As a veteran value investor with 35 years’ experience, my stock-selection criteria are very well-established. For my family portfolio, I’m always looking out for cheap shares in solid companies that pay attractive dividend yields. And because most London-listed stocks don’t pay dividends, I tend to concentrate my search within the blue-chip FTSE 100 index.
High passive income from the FTSE 100
There are three reasons why I like buying shares with high dividend yields. First, these cash returns help to offset share-price declines during falling markets. Second, I can choose what to do with these payouts (I can reinvest them by buying more shares, or spend this cash). Third, history shows that roughly half of the long-term returns from UK shares comes from cash dividends. And total dividends paid by FTSE 100 firms are expected to reach £81.2bn in 2022, which is a terrific torrent of cash to grab.
Four Footsie firms with market-thrashing dividend yields
In my latest trawl through the FTSE 100, I used a simple stock screener to find large-cap shares with dividend yields of at least 8% a year. This search quickly found these four high-yielding Footsie stocks (sorted from highest to lowest dividend yield):
Company | Sector | Share price | 12-month change | Market value | P/E | Earnings yield | Dividend yield | Dividend cover |
Persimmon | Housebuilding | 2,244p | -30.7% | £7.2bn | 9.1 | 11.0% | 10.5% | 1.0 |
Rio Tinto | Mining | 5,951.2p | -3.1% | £100.8bn | 5.7 | 17.4% | 9.7% | 1.8 |
Imperial Brands | Tobacco | 1,796p | 11.4% | £17.0bn | 8.4 | 11.9% | 8.9% | 1.3 |
M&G | Financial | 219.4p | -11.8% | £5.6bn | 68.1 | 1.5% | 8.3% | 0.2 |
As you can see, these four stocks offer yearly dividend yields ranging from 10.5% at housebuilder Persimmon to 8.3% at asset manager M&G. The average dividend yield across all four shares comes to a juicy 9.4% a year (versus under 4% a year for the wider FTSE 100).
Interestingly, though these shares pay high cash yields, these four companies are all very different.

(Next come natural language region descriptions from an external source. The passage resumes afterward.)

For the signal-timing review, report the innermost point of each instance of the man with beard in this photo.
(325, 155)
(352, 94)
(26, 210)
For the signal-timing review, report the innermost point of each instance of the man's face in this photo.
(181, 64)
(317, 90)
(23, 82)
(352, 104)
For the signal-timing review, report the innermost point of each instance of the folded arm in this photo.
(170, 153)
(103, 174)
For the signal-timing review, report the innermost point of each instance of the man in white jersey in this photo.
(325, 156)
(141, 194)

In terms of size, mega-miner Rio Tinto is a near-£101bn colossus, while FTSE 100 minnow M&G is valued at under £6bn. What’s more, they all come from different industry/market sectors (property, natural resources, consumer goods, and financials).
Another point I’d make is that at one of these FTSE 100 shares (M&G), the company’s earnings yield is too low to cover its dividend yield. But that’s because these are trailing (backward-looking) figures — and M&G’s forecast 2022 earnings should easily cover its predicted cash returns to shareholders.

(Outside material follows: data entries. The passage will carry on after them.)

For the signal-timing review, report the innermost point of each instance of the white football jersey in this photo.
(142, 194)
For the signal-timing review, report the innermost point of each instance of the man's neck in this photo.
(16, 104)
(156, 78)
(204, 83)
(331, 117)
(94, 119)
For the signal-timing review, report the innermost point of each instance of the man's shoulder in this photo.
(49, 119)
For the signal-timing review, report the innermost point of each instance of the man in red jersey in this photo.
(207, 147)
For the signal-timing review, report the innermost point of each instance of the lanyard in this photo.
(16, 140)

Which of these high-yielders would I buy today?
I don’t own any of these four FTSE 100 shares today, but which would I buy now? My answer is simple: to diversify (spread around) my sources of passive income, I’d gladly buy all four of these dividend dynamos right now. And that’s despite my worries over Covid-19, red-hot inflation, rising interest rates, war in Ukraine, and China’s slowing economic growth!